As the title states, I pull out the DIY CO2 before lights out in the tank, otherwise, I find it dropping the PH like crazy! I was wondering, I pull it out of the tank and usually the leave it above the hood and put it back in the next morning, is there ANY harm at all leaving it out like that? My friend was saying that it'll pump the CO2 in my room.. and i'm more like  ehh.. CO2 is everywhere anyways! LOL! Anyways, I'm curious if there's any harm to myself if I leave it out!

Thanks in advance!


----------



## plantedinvertz (Apr 21, 2010)

There should be no harm...its only a little bit of co2...i always do that


----------



## eternity302 (Apr 22, 2010)

=) it's only a 2litre bottle, but I wanna make sure i'm not putting the wifey/gf, or my pets in danger! Thanks for the heads up!


----------



## effox (Apr 21, 2010)

Nah, if it was a carbon monoxide that might be scary enough to worry about, but it's such a low concentration that it would matter. Reality is that there is a low airflow through door jams or windows.

And like you said, CO2 is everywhere, and btw you're exhales are about 4% Co2, that's more than the bottle will produce overnight I would think.

I just add air at night, I leave the Co2 in. I don't notice any difference from pulling the DIY Co2 out, I think that's primarily for pressurized tanks at higher volumes. That way I avoid the PH fluctuations.


----------



## 2wheelsx2 (Apr 21, 2010)

It should be harmless. However, as effox said, it's easier to run a timer with a pump and airstone once lights are out.


----------



## scherzo (Apr 24, 2010)

You'll be fine.. The amount of CO2 is super low. My wife worked in a yeast lab years ago and they had that stuff brewing all the time! No problems.

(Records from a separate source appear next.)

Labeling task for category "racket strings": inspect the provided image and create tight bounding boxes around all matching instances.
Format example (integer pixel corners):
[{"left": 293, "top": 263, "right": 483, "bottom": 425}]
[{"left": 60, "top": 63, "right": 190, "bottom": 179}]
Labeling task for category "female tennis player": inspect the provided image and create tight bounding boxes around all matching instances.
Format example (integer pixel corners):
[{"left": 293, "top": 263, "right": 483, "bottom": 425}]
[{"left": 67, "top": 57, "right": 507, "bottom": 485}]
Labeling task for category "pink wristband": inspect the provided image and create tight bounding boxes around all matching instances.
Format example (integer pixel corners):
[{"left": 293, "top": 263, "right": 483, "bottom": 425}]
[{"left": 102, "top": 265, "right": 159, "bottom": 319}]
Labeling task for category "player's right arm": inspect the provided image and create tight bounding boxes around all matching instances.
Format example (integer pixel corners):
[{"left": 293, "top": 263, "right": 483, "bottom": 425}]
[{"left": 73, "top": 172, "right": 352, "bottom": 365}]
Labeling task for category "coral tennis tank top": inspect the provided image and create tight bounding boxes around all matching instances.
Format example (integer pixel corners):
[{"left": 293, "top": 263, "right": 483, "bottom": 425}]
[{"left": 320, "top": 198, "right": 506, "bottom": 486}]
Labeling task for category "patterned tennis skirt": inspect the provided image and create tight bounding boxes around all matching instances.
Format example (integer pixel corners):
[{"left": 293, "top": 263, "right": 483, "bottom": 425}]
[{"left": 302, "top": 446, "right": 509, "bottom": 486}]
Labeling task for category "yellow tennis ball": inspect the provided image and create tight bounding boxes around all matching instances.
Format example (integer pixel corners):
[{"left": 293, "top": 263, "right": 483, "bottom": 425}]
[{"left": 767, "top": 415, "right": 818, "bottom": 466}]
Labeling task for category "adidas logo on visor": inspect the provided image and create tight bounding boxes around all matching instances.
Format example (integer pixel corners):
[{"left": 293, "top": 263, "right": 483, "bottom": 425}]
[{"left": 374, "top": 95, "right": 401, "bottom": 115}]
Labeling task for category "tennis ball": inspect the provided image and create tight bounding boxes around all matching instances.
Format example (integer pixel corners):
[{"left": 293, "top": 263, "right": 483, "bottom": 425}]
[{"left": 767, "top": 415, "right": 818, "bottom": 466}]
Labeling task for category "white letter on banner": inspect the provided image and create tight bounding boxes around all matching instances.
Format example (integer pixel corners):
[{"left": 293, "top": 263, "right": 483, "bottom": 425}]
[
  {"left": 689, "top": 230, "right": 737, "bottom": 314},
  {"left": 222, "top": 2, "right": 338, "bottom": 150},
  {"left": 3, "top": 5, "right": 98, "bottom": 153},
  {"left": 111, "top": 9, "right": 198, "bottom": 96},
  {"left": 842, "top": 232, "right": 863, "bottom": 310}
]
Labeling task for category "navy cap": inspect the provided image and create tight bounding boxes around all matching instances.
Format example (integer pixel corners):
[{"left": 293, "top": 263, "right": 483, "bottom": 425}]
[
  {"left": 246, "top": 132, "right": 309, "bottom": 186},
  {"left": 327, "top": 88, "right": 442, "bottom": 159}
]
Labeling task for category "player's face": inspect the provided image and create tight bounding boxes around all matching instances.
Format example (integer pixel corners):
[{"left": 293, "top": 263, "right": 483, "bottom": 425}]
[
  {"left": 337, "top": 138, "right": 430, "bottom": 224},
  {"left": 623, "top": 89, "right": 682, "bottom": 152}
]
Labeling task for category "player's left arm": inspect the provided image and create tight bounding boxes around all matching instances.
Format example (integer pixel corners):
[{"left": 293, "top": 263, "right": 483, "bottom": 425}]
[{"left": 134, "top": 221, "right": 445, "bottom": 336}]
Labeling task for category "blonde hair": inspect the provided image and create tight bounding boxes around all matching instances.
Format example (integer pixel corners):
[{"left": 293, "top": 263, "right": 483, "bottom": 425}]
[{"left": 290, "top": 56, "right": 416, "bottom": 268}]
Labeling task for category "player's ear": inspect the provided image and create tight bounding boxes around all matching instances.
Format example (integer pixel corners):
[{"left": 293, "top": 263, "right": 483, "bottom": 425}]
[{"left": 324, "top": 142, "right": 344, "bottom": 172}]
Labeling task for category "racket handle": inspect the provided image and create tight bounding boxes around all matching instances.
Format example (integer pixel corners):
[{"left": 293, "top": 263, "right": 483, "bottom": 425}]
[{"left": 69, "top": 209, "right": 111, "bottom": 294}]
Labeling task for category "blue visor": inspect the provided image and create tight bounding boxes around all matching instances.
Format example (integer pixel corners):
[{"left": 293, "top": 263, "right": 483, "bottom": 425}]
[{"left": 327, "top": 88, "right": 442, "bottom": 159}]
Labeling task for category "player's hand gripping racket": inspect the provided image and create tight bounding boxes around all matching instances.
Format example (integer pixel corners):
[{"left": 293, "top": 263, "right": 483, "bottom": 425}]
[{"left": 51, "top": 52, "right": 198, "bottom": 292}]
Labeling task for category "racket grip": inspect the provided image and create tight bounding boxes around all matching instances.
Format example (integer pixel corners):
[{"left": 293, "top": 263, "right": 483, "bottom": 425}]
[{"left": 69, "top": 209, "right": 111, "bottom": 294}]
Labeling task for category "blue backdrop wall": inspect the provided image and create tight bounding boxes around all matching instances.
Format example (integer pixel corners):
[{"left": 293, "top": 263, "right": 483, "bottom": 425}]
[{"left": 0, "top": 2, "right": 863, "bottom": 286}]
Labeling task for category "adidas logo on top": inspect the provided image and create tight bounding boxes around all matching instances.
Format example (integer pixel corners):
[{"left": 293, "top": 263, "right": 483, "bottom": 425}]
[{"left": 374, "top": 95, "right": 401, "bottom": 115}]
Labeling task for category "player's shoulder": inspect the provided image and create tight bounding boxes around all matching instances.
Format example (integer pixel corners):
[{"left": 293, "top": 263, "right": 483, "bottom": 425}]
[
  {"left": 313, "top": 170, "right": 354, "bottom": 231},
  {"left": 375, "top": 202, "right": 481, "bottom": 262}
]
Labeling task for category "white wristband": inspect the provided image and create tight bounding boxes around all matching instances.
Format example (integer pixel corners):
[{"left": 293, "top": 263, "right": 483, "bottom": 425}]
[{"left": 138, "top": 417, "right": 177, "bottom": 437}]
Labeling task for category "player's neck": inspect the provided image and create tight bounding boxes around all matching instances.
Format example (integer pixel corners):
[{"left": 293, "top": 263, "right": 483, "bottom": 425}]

Why don't you just leave it in your tank at night and just have an airstone run opposite to your lights? You can then have it on timer and not worry about tending to the tank everyday.


----------



## eternity302 (Apr 22, 2010)

humm... good idea!! LOL~ Never thought of that!
Well, all i do is stick the airline tubing right back into that fluval 3 plus inside, it's next to the surface so I don't have trouble plugging in!


----------



## Hammer (Apr 22, 2010)

ditto on harmless. The amount produced will have an insignificant effect on any air composition. Unless you live in a tiny, one gallon tank that is sealed on all sides.


----------



## eternity302 (Apr 22, 2010)

=) Thanks again everyone!


----------